Bugün Arap gerçekliğinin genel olarak gösterdiği şey, -elbette çeşitlilik göstermekle birlikte- gıda güvenliğinin özel dikkat ve incelemeye ihtiyacı olduğudur. Burada kastedilen inceleme bizi yalnızca, dünyanın tarım alanında tanık olduğu gelişmelerin gıda üretmek için çeşitli alternatifler oluşturduğu göz önüne alınarak, bir ülkenin coğrafi ve iklimsel yapısı pek yardımcı olmasa da, doğrudan tarıma ve baş sektör olması için tarımın itibarının geri kazandırılmasına götürüyor.
Gıda güvenliği ile gıda egemenliği arasındaki bağlantı ve tarıma güvenilmesi ile ilgili vardığımız sonucu teyit etmek için şuna bakabiliriz: Gelişmiş ülkeler tarım üzerine yatırım yapıyor ve bu sırada sanayi ve kalkınma üzerine yapılan yatırımlar, tarımın önceliğini ve gelişimini etkilemiyor.
Tarım, gıda egemenliğine gerçekten ulaşmak isteyen her ülke için emniyet valfi mesabesindedir. Gıda egemenliği olmadan gıda güvenliği olmaz.

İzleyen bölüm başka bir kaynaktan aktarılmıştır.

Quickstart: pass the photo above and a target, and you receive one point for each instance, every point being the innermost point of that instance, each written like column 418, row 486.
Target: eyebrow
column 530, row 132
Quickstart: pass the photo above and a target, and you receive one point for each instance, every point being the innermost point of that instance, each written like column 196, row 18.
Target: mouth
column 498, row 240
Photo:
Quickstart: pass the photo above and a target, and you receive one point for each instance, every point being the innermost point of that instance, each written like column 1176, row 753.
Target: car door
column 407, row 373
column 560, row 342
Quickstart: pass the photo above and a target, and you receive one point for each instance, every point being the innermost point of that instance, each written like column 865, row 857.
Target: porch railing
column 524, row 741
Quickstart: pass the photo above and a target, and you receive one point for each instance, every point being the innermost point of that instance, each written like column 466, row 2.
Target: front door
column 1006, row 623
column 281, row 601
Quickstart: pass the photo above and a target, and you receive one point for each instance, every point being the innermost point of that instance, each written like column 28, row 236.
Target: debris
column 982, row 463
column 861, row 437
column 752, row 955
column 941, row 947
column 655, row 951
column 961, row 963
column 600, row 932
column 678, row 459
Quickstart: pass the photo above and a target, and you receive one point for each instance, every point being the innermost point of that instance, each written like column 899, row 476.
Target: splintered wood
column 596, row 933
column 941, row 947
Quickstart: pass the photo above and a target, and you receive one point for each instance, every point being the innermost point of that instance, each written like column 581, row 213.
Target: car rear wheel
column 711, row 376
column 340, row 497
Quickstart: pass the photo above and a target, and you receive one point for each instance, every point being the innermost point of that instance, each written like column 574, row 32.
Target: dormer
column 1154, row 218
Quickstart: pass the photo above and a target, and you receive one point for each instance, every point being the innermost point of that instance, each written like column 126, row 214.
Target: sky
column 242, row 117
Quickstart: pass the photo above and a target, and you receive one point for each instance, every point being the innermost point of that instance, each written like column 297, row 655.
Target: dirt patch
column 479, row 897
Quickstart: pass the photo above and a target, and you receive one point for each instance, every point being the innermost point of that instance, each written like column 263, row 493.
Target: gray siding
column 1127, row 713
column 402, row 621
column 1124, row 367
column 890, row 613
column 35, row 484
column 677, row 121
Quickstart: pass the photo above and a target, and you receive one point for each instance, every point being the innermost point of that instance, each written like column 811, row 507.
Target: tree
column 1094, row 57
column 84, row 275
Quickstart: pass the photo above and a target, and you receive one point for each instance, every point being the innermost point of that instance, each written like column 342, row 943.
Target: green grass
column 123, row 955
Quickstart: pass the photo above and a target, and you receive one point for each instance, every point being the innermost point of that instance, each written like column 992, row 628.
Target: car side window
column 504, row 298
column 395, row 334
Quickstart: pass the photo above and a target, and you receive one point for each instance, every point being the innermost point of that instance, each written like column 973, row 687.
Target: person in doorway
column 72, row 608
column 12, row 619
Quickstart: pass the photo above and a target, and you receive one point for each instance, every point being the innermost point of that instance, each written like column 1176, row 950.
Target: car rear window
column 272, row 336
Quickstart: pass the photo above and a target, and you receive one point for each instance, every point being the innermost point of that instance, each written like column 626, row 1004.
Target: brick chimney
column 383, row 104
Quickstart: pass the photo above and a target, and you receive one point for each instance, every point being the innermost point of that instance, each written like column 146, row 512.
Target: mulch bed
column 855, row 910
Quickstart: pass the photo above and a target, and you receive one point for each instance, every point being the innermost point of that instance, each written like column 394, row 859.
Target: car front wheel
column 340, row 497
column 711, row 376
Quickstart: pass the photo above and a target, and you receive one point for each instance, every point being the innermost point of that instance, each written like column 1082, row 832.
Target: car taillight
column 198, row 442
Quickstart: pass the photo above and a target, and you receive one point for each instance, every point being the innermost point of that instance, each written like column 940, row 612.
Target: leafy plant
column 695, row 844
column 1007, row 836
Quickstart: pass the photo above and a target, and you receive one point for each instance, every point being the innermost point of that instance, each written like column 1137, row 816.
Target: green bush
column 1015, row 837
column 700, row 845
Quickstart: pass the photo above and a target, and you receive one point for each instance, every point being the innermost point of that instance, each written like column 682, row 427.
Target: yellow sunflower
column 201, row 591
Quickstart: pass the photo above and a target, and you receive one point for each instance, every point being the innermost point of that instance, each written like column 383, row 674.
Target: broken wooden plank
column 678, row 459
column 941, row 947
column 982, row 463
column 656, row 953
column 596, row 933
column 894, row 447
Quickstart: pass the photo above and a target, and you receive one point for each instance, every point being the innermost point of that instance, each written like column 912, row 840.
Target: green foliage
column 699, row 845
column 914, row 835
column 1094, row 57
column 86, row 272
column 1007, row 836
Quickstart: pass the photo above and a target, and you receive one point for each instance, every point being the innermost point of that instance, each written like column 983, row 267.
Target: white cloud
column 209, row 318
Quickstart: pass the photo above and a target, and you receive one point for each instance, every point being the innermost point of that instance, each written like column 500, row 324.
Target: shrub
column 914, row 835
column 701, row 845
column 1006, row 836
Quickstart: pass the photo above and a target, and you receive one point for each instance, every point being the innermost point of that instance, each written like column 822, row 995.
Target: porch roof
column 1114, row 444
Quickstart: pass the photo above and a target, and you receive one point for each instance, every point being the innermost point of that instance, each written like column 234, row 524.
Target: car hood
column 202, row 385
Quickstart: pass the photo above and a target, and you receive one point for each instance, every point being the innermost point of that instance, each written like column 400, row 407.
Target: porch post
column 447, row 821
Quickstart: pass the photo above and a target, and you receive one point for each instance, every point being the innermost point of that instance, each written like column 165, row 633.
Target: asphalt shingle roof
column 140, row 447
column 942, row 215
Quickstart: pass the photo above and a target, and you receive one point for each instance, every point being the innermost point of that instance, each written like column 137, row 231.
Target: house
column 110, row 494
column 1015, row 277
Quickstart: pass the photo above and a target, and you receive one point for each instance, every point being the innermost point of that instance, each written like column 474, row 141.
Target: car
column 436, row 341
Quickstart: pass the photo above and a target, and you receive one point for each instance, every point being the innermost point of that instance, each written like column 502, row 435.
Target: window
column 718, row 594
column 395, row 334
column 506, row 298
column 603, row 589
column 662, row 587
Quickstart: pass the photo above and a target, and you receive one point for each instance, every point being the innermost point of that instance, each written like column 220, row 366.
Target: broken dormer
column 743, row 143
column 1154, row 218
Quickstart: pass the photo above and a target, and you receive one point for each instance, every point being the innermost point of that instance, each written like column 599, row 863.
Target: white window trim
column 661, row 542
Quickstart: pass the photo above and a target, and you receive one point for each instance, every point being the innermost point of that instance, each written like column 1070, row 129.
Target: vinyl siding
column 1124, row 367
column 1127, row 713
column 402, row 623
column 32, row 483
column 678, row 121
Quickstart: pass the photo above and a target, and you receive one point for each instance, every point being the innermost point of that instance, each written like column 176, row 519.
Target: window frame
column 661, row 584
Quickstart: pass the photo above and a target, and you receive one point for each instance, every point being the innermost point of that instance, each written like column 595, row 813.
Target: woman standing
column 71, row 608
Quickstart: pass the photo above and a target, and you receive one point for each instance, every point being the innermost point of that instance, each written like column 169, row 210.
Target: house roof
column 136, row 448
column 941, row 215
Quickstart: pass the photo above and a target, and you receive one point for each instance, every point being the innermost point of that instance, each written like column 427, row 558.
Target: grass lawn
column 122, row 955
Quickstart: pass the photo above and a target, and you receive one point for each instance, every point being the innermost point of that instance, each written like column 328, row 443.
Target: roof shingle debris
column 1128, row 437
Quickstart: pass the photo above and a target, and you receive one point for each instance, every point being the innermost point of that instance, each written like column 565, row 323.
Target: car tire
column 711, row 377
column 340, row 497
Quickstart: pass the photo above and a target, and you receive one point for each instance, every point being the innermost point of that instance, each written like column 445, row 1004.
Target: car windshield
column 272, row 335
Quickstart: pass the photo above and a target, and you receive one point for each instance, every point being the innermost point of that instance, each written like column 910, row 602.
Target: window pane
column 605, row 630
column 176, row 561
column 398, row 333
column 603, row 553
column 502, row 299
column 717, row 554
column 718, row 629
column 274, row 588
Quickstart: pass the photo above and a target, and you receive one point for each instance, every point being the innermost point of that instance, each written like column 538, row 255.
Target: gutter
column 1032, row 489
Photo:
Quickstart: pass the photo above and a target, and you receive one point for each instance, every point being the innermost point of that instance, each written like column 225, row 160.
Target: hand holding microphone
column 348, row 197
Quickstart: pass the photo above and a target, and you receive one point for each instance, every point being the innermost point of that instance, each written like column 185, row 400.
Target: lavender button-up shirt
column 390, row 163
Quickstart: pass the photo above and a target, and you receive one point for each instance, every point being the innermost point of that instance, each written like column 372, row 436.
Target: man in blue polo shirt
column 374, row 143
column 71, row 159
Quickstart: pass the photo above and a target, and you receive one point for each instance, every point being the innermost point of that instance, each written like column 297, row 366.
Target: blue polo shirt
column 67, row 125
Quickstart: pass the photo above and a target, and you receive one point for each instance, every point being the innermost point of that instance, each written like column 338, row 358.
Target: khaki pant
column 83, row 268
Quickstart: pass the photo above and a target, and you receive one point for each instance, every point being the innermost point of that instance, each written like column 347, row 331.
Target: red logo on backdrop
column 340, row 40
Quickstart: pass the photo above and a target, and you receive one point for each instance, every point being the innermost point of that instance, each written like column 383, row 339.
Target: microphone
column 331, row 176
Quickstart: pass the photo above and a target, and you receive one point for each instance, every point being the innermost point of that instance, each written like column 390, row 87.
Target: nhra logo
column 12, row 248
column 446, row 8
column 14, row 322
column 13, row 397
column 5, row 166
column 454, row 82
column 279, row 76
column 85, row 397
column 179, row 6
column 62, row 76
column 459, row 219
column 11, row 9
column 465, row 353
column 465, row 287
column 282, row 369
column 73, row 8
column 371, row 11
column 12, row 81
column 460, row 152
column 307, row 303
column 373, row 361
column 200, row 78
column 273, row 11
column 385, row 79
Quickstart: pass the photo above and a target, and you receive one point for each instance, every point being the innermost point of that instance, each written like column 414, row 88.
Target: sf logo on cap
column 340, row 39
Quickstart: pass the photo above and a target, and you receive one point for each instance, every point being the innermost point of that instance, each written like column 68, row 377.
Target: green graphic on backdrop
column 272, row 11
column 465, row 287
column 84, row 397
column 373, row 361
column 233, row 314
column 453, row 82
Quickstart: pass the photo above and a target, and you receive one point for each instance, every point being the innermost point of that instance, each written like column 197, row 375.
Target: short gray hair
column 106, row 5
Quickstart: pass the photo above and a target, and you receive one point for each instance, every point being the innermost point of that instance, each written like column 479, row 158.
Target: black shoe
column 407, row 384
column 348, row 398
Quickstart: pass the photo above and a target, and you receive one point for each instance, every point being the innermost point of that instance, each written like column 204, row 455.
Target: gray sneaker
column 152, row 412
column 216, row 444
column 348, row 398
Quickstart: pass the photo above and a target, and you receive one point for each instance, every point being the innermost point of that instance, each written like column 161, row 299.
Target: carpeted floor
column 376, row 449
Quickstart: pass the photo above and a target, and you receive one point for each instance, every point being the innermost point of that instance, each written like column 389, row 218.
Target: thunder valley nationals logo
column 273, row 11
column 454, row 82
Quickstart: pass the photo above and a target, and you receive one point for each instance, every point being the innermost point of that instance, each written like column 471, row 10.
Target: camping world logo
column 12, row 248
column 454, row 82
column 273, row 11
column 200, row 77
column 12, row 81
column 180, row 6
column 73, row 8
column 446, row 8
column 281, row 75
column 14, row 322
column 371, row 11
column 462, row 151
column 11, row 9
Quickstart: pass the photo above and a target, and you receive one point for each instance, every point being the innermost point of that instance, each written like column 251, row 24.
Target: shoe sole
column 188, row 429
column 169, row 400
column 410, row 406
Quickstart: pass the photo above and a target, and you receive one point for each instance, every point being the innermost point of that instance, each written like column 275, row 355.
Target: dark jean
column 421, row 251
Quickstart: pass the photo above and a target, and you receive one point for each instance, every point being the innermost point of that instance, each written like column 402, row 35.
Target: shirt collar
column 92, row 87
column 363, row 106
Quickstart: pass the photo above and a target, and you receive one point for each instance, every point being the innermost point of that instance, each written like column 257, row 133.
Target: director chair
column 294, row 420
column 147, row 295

Zira egemenlik olmadan güvenlik, güvenliğin geçici olduğu ve bunun açık ve garanti bir sürdürülebilirliği olmadığı anlamına gelir.
Arap ülkelerimizde tarım sektöründe acil, atılgan ve öncelikli bir strateji belirlememiz gerekiyor. En başta tarımı sarmaya başlayan yaşlılık olgusuna dikkat etmeliyiz. Gençleri tarım sektöründe çalışmaya teşvik eden yasalar düzenleyip önlemler almalıyız. Başta faiz değeri sıfır olan krediler verilmesi, kadınlara yatırım yapılması ve kadınların rolünün sadece işçi olarak sınırlandırılmaması olmak üzere ülkelerin tarıma yönelik teşvik paketlerinde ileri gidebileceği şekilde yapılan yatırım hakiki olmalı.
Bugün devletlerin egemenliği; ekonomiyi ve küresel finans piyasasını kasıp kavuran ve böylece para biriminin değerini ve petrol ve temel gıda maddelerinin fiyatlarını etkileyen savaşların, gerilimlerin ve çatışmaların yansımaları tarafından hedef alınmaktadır. Kovid-19 pandemisiyle birlikte sınırların kapatılmasına, havaalanlarının çalışmalarının durdurulmasına, dünyanın çoğunun karantinaya girmesine ve uluslararası seyahat hareketlerinin sekteye uğramasına varıncaya dek doğanın öfkesinin ve felaketlerinin büyüklüğünü görmüş olduk. Bu doğrultuda bugün sağduyulu olmak adına halkların hayatlarını güvence altına almak ve çeşitli krizlerin yansımalarına karşı onları mümkün olduğunca korumak için egemenliği koruyan şeye yatırım yapılması gerekiyor: Tarım.